SEPULUH ATURAN TERBAIK PEMBERIAN OBAT SECARA AMAN

Sebagai seorang perawat kita sebaiknya sadar akan faktor-faktor penyulit dalam pemberian obat di rumah sakit saat ini. Sebagai contoh, kita mempunyai kesulitan mengingat sejumlah besar kegunaan obat ataupun efek sampingnya. Sedangkan kita dibebani banyak tanggung jawab dalam waktu yang singkat. Kita di rumah sakit mempunyai resiko tanggung jawab secara legal bila ada kesalahan dalam pemberian obat.

Meskipun pemberian obat merupakan salah satu masalah dalam tanggung jawab perawat, kita berharap ada pedoman-pedoman tertentu yang dapat menghindarkan kita dari suatu resiko kesalahan. Penulis (Kathleen Mc.Gowen, RN, BSN) menyebut pedoman tersebut sebagai “10 Aturan Terbaik Dalam Pemberian Obat”.

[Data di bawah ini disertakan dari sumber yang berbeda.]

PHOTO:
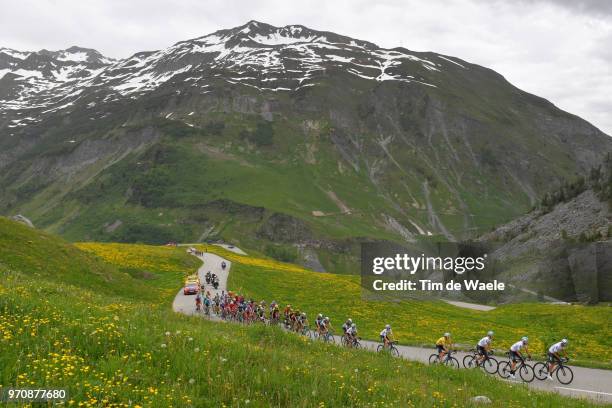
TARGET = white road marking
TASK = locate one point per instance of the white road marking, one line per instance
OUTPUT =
(579, 390)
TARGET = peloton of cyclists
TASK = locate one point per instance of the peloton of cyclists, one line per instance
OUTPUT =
(553, 355)
(516, 355)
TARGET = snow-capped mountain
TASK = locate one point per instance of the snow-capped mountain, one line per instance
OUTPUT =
(344, 135)
(255, 55)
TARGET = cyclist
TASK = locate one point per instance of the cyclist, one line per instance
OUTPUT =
(302, 322)
(325, 326)
(386, 336)
(516, 355)
(347, 325)
(287, 311)
(319, 323)
(483, 347)
(351, 335)
(198, 302)
(553, 355)
(275, 314)
(443, 344)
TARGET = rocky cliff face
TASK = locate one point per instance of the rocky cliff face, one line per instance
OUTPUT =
(563, 249)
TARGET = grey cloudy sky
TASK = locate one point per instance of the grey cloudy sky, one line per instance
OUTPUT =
(558, 49)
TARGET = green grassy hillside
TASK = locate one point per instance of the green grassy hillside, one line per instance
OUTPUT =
(422, 322)
(110, 345)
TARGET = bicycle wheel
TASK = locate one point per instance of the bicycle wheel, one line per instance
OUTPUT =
(469, 361)
(452, 362)
(565, 375)
(526, 373)
(503, 369)
(490, 365)
(540, 371)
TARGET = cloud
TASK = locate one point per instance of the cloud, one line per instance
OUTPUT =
(557, 49)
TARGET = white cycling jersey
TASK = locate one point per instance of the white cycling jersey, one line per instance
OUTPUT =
(484, 342)
(555, 348)
(516, 347)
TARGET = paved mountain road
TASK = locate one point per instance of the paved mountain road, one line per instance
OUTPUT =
(591, 383)
(211, 262)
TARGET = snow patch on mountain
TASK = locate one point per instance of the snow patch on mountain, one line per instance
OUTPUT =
(256, 55)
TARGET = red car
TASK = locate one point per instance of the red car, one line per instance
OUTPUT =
(191, 289)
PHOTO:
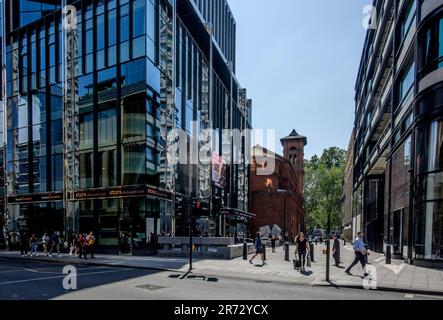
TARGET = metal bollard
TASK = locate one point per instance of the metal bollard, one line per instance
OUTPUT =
(264, 251)
(287, 252)
(311, 251)
(388, 254)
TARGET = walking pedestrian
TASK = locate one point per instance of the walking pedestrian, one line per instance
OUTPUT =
(302, 250)
(34, 245)
(286, 241)
(24, 244)
(273, 240)
(73, 244)
(90, 240)
(45, 242)
(336, 250)
(360, 252)
(82, 250)
(55, 244)
(258, 249)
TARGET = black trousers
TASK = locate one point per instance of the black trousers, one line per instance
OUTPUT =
(82, 252)
(302, 258)
(24, 249)
(336, 257)
(359, 257)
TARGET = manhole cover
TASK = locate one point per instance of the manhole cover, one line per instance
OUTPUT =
(150, 287)
(263, 281)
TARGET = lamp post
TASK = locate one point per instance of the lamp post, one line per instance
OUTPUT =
(328, 246)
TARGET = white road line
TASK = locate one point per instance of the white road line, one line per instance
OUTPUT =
(62, 276)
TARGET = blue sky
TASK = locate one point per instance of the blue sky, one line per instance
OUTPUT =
(299, 61)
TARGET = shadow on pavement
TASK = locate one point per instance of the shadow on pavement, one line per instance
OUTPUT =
(31, 280)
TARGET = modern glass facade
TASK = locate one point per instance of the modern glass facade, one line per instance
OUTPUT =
(91, 95)
(399, 95)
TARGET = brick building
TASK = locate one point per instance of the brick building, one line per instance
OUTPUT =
(278, 198)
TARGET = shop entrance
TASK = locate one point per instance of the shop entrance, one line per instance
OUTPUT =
(396, 232)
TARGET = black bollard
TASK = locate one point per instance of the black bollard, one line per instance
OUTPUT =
(264, 251)
(388, 254)
(287, 252)
(311, 251)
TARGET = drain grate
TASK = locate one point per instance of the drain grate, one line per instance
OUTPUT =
(150, 287)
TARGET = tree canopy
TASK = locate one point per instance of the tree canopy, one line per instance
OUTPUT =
(323, 185)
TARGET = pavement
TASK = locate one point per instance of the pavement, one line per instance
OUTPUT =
(397, 276)
(22, 279)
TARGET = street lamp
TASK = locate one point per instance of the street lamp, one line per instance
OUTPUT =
(328, 246)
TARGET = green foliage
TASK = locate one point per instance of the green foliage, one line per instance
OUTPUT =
(323, 185)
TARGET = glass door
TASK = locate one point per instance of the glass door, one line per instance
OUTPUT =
(396, 231)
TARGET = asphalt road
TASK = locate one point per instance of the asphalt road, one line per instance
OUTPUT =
(41, 281)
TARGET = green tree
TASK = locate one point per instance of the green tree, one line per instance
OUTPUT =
(323, 187)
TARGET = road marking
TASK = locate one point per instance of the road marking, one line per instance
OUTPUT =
(62, 276)
(394, 268)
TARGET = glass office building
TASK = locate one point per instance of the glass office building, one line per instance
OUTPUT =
(92, 89)
(398, 190)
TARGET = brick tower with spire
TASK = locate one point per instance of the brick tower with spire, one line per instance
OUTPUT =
(293, 150)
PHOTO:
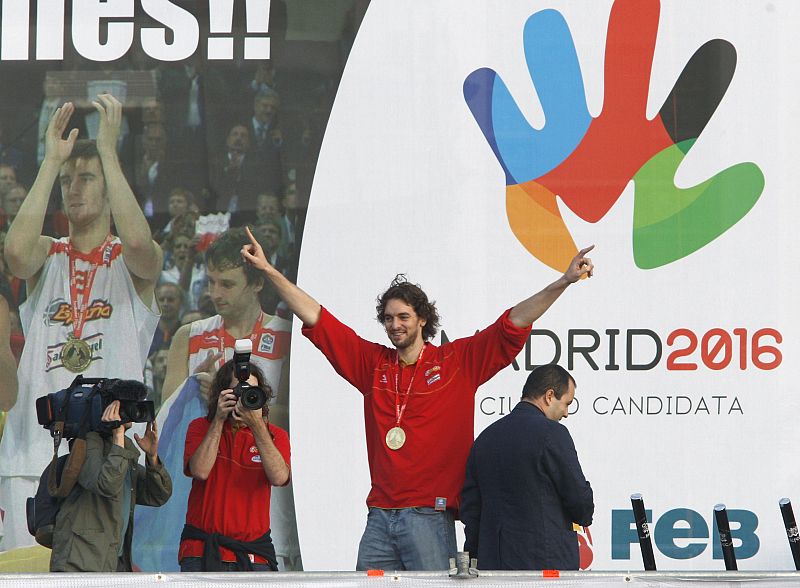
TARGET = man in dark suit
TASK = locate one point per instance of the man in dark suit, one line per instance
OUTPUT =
(524, 487)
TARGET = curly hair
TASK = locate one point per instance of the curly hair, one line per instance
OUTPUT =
(547, 377)
(415, 297)
(222, 381)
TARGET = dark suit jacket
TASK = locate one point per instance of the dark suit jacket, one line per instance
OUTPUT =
(523, 490)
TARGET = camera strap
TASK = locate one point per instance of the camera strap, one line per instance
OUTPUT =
(77, 454)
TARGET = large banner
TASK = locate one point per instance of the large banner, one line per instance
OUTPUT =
(473, 146)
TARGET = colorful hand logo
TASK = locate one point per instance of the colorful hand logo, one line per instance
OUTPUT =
(588, 162)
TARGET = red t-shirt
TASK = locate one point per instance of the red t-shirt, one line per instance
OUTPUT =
(234, 500)
(439, 416)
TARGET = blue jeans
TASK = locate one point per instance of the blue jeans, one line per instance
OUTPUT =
(195, 564)
(417, 539)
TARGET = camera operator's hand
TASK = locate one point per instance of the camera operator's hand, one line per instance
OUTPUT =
(225, 404)
(251, 418)
(111, 415)
(149, 443)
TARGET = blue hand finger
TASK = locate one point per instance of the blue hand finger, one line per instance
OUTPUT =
(522, 151)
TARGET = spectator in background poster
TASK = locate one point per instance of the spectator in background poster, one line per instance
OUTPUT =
(524, 487)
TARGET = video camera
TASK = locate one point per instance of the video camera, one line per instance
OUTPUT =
(252, 397)
(81, 406)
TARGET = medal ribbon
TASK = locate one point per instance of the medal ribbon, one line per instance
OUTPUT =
(399, 410)
(79, 301)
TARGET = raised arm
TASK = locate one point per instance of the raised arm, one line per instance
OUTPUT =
(143, 256)
(26, 247)
(299, 302)
(530, 309)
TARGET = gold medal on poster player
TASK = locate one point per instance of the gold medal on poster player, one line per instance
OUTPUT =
(76, 355)
(395, 438)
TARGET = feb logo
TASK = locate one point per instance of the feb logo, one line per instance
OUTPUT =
(587, 162)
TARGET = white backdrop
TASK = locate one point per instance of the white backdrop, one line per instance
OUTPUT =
(407, 183)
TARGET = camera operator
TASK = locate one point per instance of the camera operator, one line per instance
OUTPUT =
(94, 526)
(234, 456)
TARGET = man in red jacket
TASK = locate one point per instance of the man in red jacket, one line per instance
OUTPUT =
(418, 406)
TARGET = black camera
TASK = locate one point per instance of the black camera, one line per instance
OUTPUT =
(81, 406)
(252, 397)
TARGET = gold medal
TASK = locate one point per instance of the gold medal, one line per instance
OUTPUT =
(76, 355)
(395, 438)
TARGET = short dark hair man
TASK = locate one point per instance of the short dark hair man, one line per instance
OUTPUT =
(524, 487)
(418, 406)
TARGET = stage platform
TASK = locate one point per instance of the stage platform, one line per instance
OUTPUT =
(410, 579)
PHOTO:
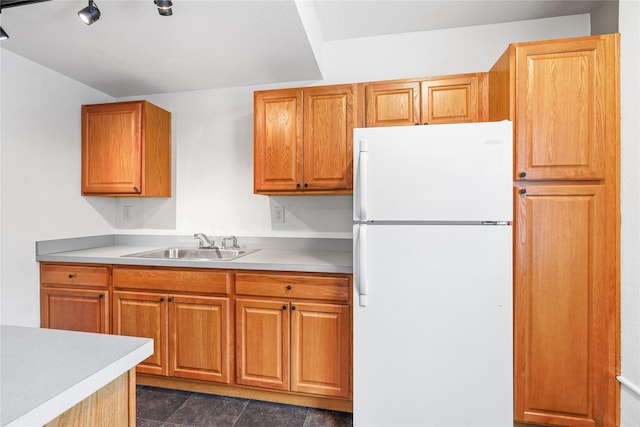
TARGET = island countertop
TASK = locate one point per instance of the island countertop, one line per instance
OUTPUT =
(46, 371)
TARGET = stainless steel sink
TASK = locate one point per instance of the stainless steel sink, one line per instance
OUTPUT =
(212, 254)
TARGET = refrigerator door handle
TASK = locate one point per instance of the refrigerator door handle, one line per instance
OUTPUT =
(363, 284)
(362, 179)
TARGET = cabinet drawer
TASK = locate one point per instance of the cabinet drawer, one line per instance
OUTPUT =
(74, 275)
(173, 280)
(293, 286)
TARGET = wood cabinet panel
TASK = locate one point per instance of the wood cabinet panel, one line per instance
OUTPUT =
(200, 342)
(394, 103)
(74, 275)
(85, 310)
(126, 150)
(563, 313)
(144, 314)
(277, 140)
(303, 140)
(293, 286)
(451, 100)
(173, 280)
(320, 349)
(329, 120)
(262, 337)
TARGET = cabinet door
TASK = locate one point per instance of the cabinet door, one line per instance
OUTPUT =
(142, 314)
(199, 342)
(262, 341)
(564, 93)
(451, 100)
(111, 148)
(564, 307)
(85, 310)
(392, 103)
(277, 140)
(320, 349)
(329, 120)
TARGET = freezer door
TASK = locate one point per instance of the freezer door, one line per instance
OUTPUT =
(456, 172)
(433, 345)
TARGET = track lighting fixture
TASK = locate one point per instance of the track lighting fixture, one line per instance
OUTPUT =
(90, 14)
(164, 7)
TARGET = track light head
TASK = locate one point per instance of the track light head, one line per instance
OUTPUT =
(90, 14)
(164, 7)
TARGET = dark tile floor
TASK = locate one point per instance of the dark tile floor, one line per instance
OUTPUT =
(158, 407)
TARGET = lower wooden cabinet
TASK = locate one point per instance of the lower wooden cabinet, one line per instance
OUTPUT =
(85, 310)
(294, 344)
(75, 297)
(191, 332)
(564, 304)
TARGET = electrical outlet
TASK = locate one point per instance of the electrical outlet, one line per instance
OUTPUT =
(278, 214)
(127, 213)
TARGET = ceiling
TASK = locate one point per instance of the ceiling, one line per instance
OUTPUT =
(209, 44)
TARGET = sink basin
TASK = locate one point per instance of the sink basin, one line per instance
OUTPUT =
(213, 254)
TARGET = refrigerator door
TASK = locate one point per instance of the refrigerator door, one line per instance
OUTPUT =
(433, 347)
(456, 172)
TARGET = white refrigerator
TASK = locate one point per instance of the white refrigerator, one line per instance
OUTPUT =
(433, 276)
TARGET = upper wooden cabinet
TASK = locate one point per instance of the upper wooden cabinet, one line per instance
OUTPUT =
(303, 140)
(563, 98)
(126, 150)
(447, 99)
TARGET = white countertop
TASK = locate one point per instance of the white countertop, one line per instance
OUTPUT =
(304, 260)
(44, 372)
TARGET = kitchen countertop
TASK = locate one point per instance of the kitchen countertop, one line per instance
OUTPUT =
(47, 371)
(303, 259)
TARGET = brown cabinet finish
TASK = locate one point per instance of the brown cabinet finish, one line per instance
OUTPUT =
(75, 297)
(562, 304)
(294, 343)
(126, 150)
(303, 140)
(563, 98)
(262, 339)
(447, 99)
(191, 332)
(85, 310)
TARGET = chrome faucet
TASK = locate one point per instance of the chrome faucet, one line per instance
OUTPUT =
(210, 244)
(234, 241)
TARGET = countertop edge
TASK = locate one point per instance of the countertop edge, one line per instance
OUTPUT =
(60, 403)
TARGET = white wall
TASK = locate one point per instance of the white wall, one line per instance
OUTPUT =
(629, 24)
(213, 150)
(40, 170)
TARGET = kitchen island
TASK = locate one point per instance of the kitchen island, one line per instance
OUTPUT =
(57, 377)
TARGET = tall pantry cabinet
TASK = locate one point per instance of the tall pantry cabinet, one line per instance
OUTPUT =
(563, 98)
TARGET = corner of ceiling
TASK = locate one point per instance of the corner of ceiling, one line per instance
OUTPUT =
(311, 25)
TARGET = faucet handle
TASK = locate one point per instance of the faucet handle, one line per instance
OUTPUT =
(234, 241)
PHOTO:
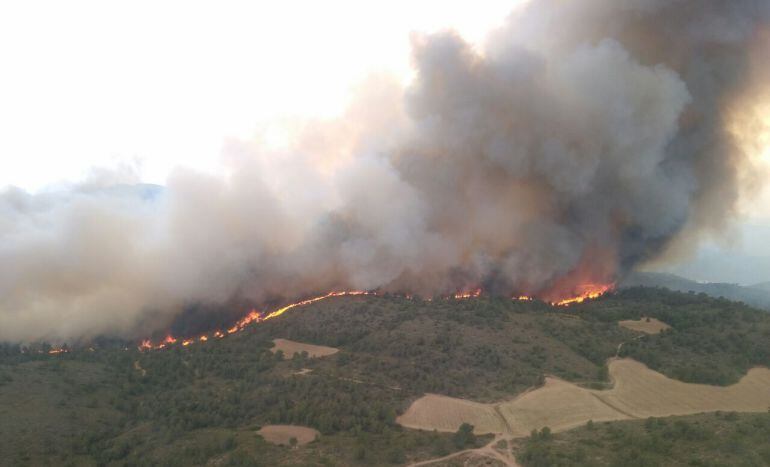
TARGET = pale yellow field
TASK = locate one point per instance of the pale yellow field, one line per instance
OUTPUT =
(289, 348)
(281, 434)
(444, 413)
(653, 326)
(638, 392)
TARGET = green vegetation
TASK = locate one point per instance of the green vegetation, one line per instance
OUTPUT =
(708, 440)
(203, 403)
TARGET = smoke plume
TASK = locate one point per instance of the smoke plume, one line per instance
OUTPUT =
(586, 138)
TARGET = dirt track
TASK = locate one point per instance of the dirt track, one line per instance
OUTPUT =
(638, 392)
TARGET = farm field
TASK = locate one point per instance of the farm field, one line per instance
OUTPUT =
(638, 392)
(289, 348)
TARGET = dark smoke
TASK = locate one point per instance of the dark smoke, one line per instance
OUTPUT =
(587, 138)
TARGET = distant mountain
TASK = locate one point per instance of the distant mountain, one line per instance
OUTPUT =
(764, 286)
(756, 295)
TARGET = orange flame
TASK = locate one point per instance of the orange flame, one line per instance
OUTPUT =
(466, 295)
(253, 317)
(589, 292)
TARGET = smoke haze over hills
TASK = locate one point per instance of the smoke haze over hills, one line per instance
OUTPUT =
(587, 138)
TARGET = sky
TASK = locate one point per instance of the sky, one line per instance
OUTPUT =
(159, 84)
(155, 85)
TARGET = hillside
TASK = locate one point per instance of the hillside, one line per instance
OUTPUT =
(203, 404)
(756, 295)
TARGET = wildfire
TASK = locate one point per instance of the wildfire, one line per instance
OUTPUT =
(589, 292)
(586, 292)
(466, 295)
(254, 316)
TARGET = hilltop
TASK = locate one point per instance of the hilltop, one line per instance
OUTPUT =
(203, 404)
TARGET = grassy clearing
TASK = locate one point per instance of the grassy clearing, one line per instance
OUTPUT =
(708, 440)
(203, 403)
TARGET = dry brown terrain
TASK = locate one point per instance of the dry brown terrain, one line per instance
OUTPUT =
(289, 348)
(281, 434)
(638, 392)
(442, 413)
(645, 325)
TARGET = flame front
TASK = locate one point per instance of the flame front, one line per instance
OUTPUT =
(476, 293)
(587, 292)
(254, 316)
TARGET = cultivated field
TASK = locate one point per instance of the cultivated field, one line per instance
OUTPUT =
(638, 392)
(645, 325)
(435, 412)
(282, 434)
(289, 348)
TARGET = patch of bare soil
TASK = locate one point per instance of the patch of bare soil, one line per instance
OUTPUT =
(638, 392)
(289, 348)
(645, 325)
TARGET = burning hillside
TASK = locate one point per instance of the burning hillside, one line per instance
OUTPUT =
(584, 139)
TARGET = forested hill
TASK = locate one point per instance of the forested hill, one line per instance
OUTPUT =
(757, 295)
(202, 404)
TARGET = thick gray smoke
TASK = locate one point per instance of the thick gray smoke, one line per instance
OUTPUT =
(585, 139)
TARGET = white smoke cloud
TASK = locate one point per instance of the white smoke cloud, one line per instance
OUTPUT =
(584, 139)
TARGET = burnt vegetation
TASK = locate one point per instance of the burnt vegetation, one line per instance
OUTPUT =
(203, 403)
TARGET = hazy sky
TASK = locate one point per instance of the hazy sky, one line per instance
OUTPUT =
(89, 83)
(161, 84)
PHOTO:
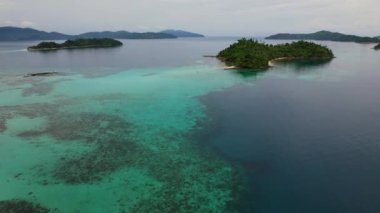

Untuk melengkapi makalah ini, kami akan mulai membahas mengenai :

1.  Nama, Klasifikasi dan Type Obat
a. Nama
Satu jenis obat mempunyai beberapa macam nama : nama generik, official name, nama kimia dan nama dagang. Nama generik diberikan sebelum obat menjadi official. Nama official diberikan setelah dikemas dan sebelum obat dipublikasikan. Nama kimia berdasarkan kandungan zat kimia pada obat yang bersangkutan. Nama dagang adalah nama yang diberikan oleh perusahaan yang membuatnya. Sebagai contoh, obat hydrochlorothiazide (nama official) dikenal dengan nama dagang Esidrix.

b. Klasifikasi
Obat-obat diklasifikasikan menurut kegunaan, komposisi dan efek sampingnya.

c. Macam Penggunaan/Type Obat
Obat dapat diberikan melalui beberapa cara antara lain oral, parenteral, sublingual, dan sebagainya.


2. Langka-Langka Pemberian Obat
Lima langka dalam pemberian obat :
a. Identifikasi pasien
Di rumah sakit biasanya sebelum obat diberikan, perawat harus mengidentifikasi nama pasien, memberi nomor untuk mencegah kesalahan, kemudian menanyakan kembali nama pasien atau menyebutkan dengan jelas nama pasien selanjutnya mendengarkan respon pasien sebelum obat diberikan.

b. Pemberian obat
Penting untuk memberikan obat secara benar. Instruksi dan daftar pengobatan harus dibaca secara hati-hati serta dicek kembali nama obat dan keberadaanya di tempat obat pasien. Pengobatan harus diberikan dengan dosis dan cara yang benar.

c. Intervensi perawat
Pasien membutuhkan pertolongan saat menerima pengobatan. Bantuan fisik sebagai contoh : memberikan posisi yang nyaman sebelum penyuntikan intra muskuler atau penjelasan tentang pengobatan dan petunjuk pemakaian obat yang efektif dan cara mencegah komplikasi.

d. Pencatatan
Pencatatan harus dilakukan secara lengkap dalam status pasien. Hal yang dicatat adalah : nama obat, dosis, cara pemberian dan data spesifik yang berhubungan dengan pemberian obat seperti denyut nadi harus diobservasi setelah pemberian obat digital. Pencatatan juga meliputi waktu pemberian dan yang terpenting adalah nama jelas dan tanda tangan perawat yang memberikan.

e. Evaluasi respon pasien
Respon terhadap pengobatan dapat diobservasi secara langsung pada pemberian intra vena, 10 - 20 menit setelah pemberian IM atau subkutan atau beberapa hari setelah pemberian oral. Perubahan tingkah laku dapat dikaji, misalnya pada pemberian tranquilizer atau rasa nyeri pasien dapat dikaji beberapa saat saetelah pemberian anti spasmodik.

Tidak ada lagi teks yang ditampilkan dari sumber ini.